Cette exonération totale est "une première pour un jeu de hasard qui me semble assez gênante", a jugé le rapporteur général du Budget, Joël Giraud (LaREM). 

Le patrimoine français délaissé ?

L'annonce que l'Etat prélèverait 14 millions de taxes sur les 200 millions de recettes escomptées (l'essentiel allant aux gagnants et 20 millions à la Fondation du patrimoine) avait provoqué un début de polémique.

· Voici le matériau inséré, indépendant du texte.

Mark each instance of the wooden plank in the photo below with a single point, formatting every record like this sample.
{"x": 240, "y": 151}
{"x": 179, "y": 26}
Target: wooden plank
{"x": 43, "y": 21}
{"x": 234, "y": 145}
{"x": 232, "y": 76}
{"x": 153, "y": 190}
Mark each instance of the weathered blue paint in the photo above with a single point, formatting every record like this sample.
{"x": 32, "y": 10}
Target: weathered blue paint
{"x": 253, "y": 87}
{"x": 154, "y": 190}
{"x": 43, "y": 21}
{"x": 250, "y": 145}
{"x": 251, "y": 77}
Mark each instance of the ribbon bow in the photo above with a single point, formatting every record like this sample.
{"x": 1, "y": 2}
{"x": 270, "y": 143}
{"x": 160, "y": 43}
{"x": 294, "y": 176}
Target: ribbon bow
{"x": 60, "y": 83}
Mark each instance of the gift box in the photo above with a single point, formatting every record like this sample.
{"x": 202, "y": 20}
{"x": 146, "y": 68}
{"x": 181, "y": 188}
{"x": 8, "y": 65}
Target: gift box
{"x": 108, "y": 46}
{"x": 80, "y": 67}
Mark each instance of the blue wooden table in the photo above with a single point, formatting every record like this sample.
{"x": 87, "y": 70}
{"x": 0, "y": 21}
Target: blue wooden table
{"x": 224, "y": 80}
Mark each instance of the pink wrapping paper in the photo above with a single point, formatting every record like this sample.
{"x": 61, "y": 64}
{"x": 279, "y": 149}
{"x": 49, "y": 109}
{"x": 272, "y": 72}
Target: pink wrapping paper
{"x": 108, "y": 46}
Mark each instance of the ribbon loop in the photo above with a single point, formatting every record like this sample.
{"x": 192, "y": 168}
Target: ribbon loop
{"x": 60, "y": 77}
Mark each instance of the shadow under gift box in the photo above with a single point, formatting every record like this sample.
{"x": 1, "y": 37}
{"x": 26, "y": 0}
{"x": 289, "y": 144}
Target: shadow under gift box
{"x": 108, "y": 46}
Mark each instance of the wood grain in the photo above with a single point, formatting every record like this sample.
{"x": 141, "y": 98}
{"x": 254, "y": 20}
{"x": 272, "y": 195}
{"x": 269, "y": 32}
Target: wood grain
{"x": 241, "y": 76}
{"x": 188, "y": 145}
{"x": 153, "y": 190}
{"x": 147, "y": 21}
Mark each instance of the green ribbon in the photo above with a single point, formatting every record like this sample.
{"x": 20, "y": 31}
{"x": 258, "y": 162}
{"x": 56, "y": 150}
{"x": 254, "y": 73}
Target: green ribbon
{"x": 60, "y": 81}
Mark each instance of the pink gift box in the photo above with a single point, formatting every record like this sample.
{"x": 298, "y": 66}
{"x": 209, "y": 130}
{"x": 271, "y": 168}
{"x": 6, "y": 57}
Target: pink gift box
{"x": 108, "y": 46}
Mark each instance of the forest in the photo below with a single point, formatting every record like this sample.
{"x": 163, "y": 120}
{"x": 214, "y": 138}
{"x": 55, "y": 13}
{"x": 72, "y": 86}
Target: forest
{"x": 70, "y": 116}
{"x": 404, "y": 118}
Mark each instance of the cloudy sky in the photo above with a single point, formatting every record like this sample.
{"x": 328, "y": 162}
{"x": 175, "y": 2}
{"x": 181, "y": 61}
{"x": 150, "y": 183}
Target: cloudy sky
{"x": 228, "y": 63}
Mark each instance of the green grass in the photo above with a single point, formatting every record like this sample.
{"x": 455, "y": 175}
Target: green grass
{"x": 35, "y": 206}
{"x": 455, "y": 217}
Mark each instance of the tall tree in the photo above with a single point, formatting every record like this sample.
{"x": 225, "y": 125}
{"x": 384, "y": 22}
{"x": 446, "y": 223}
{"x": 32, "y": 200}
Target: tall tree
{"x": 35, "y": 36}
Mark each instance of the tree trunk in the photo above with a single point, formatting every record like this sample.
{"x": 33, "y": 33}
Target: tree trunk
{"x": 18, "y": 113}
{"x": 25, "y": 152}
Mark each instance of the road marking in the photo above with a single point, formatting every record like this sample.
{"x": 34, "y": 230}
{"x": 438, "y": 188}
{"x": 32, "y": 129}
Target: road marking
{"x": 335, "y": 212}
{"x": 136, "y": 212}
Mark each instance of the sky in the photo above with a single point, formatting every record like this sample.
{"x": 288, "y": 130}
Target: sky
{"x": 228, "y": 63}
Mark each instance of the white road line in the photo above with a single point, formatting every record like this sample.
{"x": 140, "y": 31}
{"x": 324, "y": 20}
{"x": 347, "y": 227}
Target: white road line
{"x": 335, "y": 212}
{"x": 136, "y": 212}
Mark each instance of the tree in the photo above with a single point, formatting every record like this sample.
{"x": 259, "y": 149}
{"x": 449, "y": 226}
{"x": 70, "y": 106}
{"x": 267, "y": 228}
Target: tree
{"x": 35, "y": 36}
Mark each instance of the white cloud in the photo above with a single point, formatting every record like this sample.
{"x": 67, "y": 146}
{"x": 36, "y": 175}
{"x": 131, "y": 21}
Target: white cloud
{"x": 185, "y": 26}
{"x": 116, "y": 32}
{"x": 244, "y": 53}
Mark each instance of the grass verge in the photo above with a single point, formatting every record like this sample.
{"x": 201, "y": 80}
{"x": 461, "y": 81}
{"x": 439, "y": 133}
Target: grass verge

Pour l'éteindre, le gouvernement avait décidé de débloquer 21 millions supplémentaires en faveur du patrimoine.


Le rétablissement de la taxation a provoqué la colère de  l'animateur Stéphane Bern, qui pilote l'opération visant à financer la rénovation de monuments en France à travers un jeu de grattage et une loterie. "L’Assemblée nationale fait tout pour torpiller le #LotoDuPatrimoine à la demande du rapporteur @JoelGiraud05 et le soutien des députés @LaREM_AN ! Je me battrai pour sauver notre patrimoine en danger contre tous ces technocrates", a-t-il tweeté mardi matin. 

L'article introduit par le Sénat "permettait d'aider de façon plus conséquente le patrimoine français", a estimé Emmanuelle Ménard (app. RN, ex-FN) en réclamant en vain son maintien. "Je crains que nos châteaux, abbayes et autres trésors français n'aient plus qu'à attendre des jours meilleurs", a-t-elle ajouté.

Gilles Lurton (LR), qui avait mis un coup de projecteur sur cette taxation de l'Etat en première lecture, a estimé que la suppression de cette article revenait à "tromper les Français."